If you used other languages, including Oracle PL/SQL, more than likely you will have experienced having to play buffering the number of records that are returned from a cursor. Typically this is needed when you are processing more than a few hundred records. The default buffering size is relatively small and by increasing the size of the number of records to be buffered can dramatically improve the performance of your code.

As with all things in coding and IT, the phrase "It Depends" applies here and changing the buffering size may not be what you need and my not help you to gain optimal performance for your code.

There are lots and lots of examples of how to test this in PL/SQL and other languages, but what I'm going to show you here in this blog post is to change the buffering size when using Python to process data in an Oracle Database using the Oracle Python library cx_Oracle.

Let us begin with taking the defaults and seeing what happens. In this first scenario the default buffering is used.
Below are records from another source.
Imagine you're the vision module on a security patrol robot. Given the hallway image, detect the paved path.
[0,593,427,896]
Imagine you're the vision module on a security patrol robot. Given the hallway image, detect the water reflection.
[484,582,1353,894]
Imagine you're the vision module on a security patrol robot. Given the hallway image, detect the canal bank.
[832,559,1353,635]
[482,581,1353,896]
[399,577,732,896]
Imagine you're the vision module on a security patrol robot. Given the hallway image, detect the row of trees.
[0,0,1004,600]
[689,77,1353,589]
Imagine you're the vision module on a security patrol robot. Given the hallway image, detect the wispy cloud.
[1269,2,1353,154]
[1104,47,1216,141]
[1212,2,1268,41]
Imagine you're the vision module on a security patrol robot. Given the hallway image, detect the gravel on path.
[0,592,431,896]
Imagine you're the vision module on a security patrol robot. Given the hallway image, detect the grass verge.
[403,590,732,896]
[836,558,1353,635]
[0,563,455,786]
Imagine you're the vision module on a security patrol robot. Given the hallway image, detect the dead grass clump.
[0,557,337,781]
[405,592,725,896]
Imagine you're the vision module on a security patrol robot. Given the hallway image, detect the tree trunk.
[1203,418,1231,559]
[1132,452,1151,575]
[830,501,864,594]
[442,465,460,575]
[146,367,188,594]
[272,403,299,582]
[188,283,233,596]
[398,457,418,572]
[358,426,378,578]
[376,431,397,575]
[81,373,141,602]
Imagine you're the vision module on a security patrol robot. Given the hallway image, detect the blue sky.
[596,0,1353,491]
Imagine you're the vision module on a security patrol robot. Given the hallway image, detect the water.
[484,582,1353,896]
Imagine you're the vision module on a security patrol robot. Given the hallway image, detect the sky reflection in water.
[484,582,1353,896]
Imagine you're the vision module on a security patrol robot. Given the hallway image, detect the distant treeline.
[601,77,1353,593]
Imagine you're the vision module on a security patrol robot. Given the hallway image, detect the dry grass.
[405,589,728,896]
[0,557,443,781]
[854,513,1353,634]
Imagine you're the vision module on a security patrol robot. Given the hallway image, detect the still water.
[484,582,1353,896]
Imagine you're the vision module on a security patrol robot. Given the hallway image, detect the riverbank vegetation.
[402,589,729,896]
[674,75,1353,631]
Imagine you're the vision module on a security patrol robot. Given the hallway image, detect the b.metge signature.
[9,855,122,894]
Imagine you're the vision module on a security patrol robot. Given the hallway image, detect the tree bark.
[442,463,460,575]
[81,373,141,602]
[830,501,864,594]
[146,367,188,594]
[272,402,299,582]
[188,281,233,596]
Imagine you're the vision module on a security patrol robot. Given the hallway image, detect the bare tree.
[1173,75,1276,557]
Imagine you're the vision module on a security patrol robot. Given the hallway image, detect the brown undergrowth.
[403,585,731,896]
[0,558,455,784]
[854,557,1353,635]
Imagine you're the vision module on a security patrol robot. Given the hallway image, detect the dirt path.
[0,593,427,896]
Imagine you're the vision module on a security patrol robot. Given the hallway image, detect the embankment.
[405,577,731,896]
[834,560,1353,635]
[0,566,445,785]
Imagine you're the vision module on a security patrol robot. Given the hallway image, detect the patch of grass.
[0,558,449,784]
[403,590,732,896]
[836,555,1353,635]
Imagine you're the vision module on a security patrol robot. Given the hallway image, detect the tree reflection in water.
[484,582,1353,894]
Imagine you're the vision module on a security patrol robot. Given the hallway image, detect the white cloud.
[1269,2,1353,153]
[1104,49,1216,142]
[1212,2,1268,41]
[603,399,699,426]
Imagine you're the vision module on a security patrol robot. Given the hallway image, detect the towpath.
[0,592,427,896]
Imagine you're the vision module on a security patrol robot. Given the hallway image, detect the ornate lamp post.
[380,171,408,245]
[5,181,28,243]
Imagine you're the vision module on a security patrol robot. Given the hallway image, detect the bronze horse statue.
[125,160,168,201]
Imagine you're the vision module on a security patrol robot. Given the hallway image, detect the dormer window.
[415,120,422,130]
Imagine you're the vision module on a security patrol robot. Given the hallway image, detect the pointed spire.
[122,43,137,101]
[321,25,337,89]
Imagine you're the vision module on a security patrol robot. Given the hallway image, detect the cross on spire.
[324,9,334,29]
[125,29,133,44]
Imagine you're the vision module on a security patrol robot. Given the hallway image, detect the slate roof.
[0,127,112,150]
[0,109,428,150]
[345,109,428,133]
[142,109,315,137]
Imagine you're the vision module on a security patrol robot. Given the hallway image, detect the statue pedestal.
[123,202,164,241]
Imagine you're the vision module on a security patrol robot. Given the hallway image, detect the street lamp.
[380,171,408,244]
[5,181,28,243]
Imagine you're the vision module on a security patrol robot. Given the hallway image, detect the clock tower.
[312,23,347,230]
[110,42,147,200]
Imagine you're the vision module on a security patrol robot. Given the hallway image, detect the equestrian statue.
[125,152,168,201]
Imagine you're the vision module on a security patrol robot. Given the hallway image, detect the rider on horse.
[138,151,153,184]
Here we execute a query and the process the records in a FOR loop (yes these is a row-by-row, slow-by-slow approach.

import time

i = 0
# define a cursor to use with the connection
cur2 = con.cursor()
# execute a query returning the results to the cursor
print("Starting cursor at", time.ctime())
cur2.execute('select * from sh.customers')
print("Finished cursor at", time.ctime())

# for each row returned to the cursor, print the record
print("Starting for loop", time.ctime())
t0 = time.time()
for row in cur2:
    i = i+1
    if (i%10000) == 0:
        print(i,"records processed", time.ctime())

              
t1 = time.time()
print("Finished for loop at", time.ctime())
print("Number of records counted = ", i)

ttime = t1 - t0
print("in ", ttime, "seconds.")

This gives us the following output.

Starting cursor at  10:11:43
Finished cursor at  10:11:43
Starting for loop  10:11:43
10000 records processed  10:11:49
20000 records processed  10:11:54
30000 records processed  10:11:59
40000 records processed  10:12:05
50000 records processed  10:12:09
Finished for loop at  10:12:11 
Number of records counted =  55500
in  28.398550033569336 seconds.

Processing the data this way takes approx. 28 seconds and this corresponds to the buffering of approx 50-75 records at a time. This involves many, many, many round trips to the the database to retrieve this data. This default processing might be fine when our query is only retrieving a small number of records, but as our data set or results set from the query increases so does the time it takes to process the query.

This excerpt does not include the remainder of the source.